If you remember this year’s White House Correspondent’s Dinner, you weren’t there. Felix Gillette, John Koblin, and Choire Sicha flood the zone in D.C..
Janet Silver is moving from Houghton Mifflin to Nan Talese’s imprint at Doubleday. Leon Neyfakh checks in with with Ms. Talese who says, “I called Janet and she sent us a list of the authors she had worked with and the ones who’d said they wanted to come with her, if not immediately then eventually.” That list may include Philip Roth and Jonathan Safran Foer. Plus: Islam observers on Wieseltier’s Amis review; James Frey’s PR Dream Team; Spitzer’s bio; Nabokov’s unfinished novel.

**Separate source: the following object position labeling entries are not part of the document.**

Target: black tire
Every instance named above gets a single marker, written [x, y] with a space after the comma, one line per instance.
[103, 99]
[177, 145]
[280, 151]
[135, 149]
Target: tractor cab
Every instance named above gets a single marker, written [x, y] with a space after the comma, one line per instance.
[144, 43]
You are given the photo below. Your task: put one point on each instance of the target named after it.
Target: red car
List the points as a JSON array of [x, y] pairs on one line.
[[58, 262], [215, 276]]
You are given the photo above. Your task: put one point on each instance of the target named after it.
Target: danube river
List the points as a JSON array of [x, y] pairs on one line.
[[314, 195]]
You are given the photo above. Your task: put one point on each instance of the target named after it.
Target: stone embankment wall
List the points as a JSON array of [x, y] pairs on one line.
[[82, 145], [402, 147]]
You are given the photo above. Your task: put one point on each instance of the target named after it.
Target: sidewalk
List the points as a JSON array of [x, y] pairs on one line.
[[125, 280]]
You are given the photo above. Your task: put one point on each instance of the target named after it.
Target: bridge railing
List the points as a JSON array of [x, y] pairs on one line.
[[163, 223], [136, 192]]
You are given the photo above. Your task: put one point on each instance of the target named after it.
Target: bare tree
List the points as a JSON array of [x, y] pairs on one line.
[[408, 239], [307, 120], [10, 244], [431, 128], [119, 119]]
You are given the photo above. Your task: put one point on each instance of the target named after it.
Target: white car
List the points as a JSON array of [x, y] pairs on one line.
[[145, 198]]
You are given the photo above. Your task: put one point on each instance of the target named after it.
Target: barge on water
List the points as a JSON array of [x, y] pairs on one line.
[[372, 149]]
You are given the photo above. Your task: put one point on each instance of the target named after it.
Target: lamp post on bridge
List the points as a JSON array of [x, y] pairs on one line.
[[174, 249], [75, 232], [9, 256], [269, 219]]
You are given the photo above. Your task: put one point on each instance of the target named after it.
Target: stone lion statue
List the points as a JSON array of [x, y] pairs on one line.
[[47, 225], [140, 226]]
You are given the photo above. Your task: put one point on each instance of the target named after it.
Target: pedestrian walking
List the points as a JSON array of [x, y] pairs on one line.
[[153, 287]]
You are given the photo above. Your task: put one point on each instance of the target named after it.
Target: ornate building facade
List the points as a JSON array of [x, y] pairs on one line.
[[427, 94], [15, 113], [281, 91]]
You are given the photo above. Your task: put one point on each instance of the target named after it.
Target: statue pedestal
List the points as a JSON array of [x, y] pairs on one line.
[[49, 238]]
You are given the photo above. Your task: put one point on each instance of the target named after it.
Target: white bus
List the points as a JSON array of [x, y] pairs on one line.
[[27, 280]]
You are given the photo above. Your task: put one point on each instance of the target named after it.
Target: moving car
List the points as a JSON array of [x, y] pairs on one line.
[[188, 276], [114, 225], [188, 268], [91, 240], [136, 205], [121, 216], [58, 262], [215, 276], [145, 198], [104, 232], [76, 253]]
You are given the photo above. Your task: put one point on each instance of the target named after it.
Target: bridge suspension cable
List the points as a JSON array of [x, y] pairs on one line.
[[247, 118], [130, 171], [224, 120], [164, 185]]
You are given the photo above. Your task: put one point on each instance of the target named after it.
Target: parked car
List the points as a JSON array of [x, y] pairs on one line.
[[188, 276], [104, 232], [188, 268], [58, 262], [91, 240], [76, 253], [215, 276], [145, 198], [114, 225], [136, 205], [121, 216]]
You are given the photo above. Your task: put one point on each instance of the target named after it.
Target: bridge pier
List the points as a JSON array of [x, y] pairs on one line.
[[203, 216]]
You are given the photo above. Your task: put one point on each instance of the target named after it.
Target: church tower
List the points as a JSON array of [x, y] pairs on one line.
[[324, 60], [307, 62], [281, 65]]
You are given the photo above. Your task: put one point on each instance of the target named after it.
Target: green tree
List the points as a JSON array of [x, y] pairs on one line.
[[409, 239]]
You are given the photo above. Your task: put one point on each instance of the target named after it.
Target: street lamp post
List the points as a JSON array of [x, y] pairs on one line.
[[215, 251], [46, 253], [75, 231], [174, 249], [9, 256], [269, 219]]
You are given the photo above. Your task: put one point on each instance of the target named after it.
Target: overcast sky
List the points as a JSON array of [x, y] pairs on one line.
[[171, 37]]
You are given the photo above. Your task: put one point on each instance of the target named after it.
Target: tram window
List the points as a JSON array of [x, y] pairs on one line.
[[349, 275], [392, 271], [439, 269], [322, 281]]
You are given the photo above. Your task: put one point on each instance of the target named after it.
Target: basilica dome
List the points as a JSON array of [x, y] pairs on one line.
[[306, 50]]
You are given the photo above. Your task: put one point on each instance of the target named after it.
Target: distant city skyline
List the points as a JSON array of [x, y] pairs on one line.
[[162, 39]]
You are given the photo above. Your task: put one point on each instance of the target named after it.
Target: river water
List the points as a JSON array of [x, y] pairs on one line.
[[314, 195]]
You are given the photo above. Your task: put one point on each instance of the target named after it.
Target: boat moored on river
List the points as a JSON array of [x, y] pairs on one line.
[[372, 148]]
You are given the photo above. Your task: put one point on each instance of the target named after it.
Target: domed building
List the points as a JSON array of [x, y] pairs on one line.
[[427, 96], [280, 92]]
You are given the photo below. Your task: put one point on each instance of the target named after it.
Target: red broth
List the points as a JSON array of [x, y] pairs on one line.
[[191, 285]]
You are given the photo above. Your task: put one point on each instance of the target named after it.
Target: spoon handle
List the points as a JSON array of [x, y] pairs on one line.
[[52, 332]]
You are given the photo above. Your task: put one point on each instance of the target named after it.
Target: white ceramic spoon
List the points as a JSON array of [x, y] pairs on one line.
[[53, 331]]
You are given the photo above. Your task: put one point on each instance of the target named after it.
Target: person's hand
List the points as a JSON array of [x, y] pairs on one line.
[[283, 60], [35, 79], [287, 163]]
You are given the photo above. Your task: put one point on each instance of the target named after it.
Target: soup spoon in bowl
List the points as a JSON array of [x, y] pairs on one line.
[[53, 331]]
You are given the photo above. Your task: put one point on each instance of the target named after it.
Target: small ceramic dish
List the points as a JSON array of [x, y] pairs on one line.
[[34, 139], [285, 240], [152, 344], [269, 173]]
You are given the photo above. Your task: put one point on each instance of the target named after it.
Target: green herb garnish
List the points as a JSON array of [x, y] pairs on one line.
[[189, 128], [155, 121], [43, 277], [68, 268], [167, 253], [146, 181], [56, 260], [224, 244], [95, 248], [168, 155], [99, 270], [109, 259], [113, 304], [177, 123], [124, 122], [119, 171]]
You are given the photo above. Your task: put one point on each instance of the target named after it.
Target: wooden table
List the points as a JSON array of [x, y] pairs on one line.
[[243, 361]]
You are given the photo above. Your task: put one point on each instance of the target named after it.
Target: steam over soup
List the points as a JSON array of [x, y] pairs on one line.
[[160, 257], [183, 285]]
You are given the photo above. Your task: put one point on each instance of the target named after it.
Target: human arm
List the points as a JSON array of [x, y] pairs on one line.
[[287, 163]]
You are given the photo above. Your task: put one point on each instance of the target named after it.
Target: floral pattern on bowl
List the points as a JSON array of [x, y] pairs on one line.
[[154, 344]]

Doree Shafrir watches Lifetime and finds that, “the network has managed to replace its formerly interchangeable, and wholly forgettable, slate of made-for-TV movies with fare that’s based on trade-fiction women’s-book-group staples, like the very successful broadcast of Kim Edwards’s The Memory Keeper’s Daughter.”
Also in this issue: Frank McCourt prefers bars to blogs; Tom Brokaw’s bison; Salman Rushdie goes to the mat for David Mamet; Ana Marie Cox on Arianna Huffington’s latest book: and will The Economist move way down town?